Non-profit lender Ogen Bank, which is in the late stages of the process to get its banking license, plans to serve borrowers rejected by other institutions, making low-cost banking and interest-free loans to individuals and low-interest loans to small businesses.

Despite its highly developed economy and educated workforce, research shows that more than 20% of the country’s population has limited access to loans with single-digit interest rates.

Jerusalem-based Ogen is seeking to help “low-income families and small businesses and to provide them with affordable credit that they cannot get in the commercial market,” CEO Sagi Balasha told Karma. 

Ogen is the successor to the Israel Free Loan Association, a non-profit founded by Cleveland native Eliezer Jaffe in the early ‘90s to help the working poor and small businesses with zero-to-low interest loans. The association has lent $330 million to 62,000 poor families and small businesses unable to get loans elsewhere, with a default rate of less than 1%.

Ogen bank will be a wholly-owned non-profit subsidiary of the original non-profit foundation. Incorporating the bank permits it to raise funds from depositors and impact investors as much as 10 times faster than if it took charitable donations, Balasha said. The aim is to grow to 10 times its current size within five years, reaching $500 million in equity and deposits that can be lent.

In an initial phase before finalizing its banking license, Ogen is taking up to 29 deposits — the maximum allowed for a non-banking institution — of $1 million or more. Deposits, which will pay 1% to investors, are tax-deductible for foundations under the U.S. tax code as a project-related investment.

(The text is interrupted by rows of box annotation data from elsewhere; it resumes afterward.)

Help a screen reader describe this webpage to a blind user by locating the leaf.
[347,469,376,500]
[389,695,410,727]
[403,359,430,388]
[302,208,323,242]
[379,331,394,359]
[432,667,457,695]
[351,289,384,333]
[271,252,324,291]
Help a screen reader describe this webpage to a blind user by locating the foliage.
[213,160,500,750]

“We believe that in the first period most of the capital will come from big impact or institutional investors that will put their money here to help low-income people,” Balasha says. “Most impact investing in Israel will provide a higher return, but the risk is tremendously higher.” 

Among the initial depositors are Bob Gottesman, CEO of First Manhattan Co. and the Max and Marjorie Fisher Foundation based in Southfield, Michigan.

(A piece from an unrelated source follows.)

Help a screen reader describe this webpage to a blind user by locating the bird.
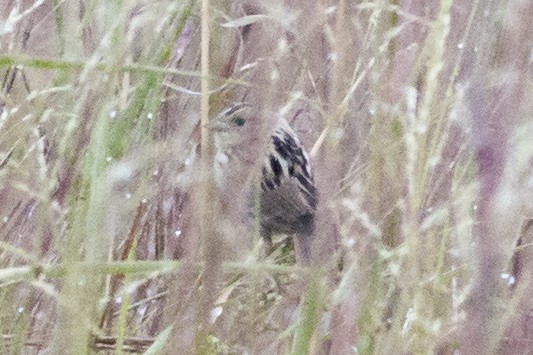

Added to equity from the parent non-profit foundation, the bank has already raised $36 million in capital for new loans.

“We are waiting for the final license from the ministry of finance, which is imminent, but we are totally ready to start,” Balasha says. “Once we get the banking license next year, we can increase the number of deposits, we can provide other banking services and we can decrease the amount of the minimum we take as a deposit.”

“The goal is to provide business loans at the same rate of 3-5% that the highest deciles in the economy get. We want to provide more fairness in this financial system,” he says.

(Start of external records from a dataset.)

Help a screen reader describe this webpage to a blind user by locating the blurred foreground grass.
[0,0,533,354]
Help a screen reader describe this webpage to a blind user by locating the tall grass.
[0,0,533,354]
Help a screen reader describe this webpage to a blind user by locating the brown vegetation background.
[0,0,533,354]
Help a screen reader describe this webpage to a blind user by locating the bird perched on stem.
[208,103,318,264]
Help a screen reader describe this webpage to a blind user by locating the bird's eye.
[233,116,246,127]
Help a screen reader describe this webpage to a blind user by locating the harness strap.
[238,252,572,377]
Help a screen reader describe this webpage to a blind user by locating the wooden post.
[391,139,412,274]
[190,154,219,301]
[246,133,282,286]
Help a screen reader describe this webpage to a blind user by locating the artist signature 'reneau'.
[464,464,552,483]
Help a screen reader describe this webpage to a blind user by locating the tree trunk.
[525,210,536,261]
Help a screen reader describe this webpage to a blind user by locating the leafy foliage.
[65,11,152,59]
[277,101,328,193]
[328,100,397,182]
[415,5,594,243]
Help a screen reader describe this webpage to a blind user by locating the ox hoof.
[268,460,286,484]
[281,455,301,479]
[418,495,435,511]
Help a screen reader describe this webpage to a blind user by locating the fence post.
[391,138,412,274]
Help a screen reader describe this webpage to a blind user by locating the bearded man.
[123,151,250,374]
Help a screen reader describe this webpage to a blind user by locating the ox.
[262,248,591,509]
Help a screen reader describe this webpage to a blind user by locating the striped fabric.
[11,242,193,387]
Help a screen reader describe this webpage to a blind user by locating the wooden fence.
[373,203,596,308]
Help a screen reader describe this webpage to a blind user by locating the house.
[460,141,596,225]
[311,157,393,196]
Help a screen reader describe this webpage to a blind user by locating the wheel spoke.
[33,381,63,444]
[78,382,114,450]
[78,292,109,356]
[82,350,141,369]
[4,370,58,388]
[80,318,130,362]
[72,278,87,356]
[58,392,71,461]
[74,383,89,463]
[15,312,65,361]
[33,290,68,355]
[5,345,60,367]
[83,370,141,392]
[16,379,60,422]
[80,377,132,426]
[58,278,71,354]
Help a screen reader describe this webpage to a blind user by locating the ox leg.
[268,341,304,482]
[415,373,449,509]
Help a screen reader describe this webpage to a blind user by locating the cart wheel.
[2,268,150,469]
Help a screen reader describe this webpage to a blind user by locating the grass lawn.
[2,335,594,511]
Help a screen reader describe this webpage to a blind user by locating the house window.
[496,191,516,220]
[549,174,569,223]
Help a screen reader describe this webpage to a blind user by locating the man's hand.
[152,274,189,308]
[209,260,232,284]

Once fully operational, Ogen aims to reach its clients, many of whom live in isolated parts of the country, through digital platforms that will enable loan applicants to submit documents online. Bank officers will use the premises of local non-profits and community centers, eliminating the need to rent office space.

While there are various models for social lending in the U.S., U.K., India and elsewhere, Balasha, a former official at the Israeli ministry of finance, says he is unaware of an existing non-profit bank with the same structure and mission to target the poorer population.

“We are working on a very adventurous mission here,” he says. “If we succeed it’s going to change the lives of low-income people and maybe also influence the whole banking sector in Israel.”

That remains to be seen, says David Rosenberg, business editor of Haaretz, the Hebrew-language daily. Even at 10 times its current size, Ogen will be a minnow compared to the country’s five dominant commercial banks.

“In order to do that, you need players that are big, well-capitalized and addressing markets the banks are competing with,” Rosenberg says. “If they are going after clients that the banks would normally ignore, they are performing a public service but they are not really increasing competition.”

Jerusalem electrician Yochanan Yarden, 35, approached Ogen after taking courses to get skills to set up his business. Despite his knowledge, experience and business plan he couldn’t get an affordable loan from the handful of commercial banks that dominate the Israeli market. He got a loan through Ogen.

“Launching a business requires a significant investment in equipment and marketing to build name recognition and a clientele,” Yarden said. “Ogen gave me the resources I needed to purchase supplies and develop my marketing strategy.”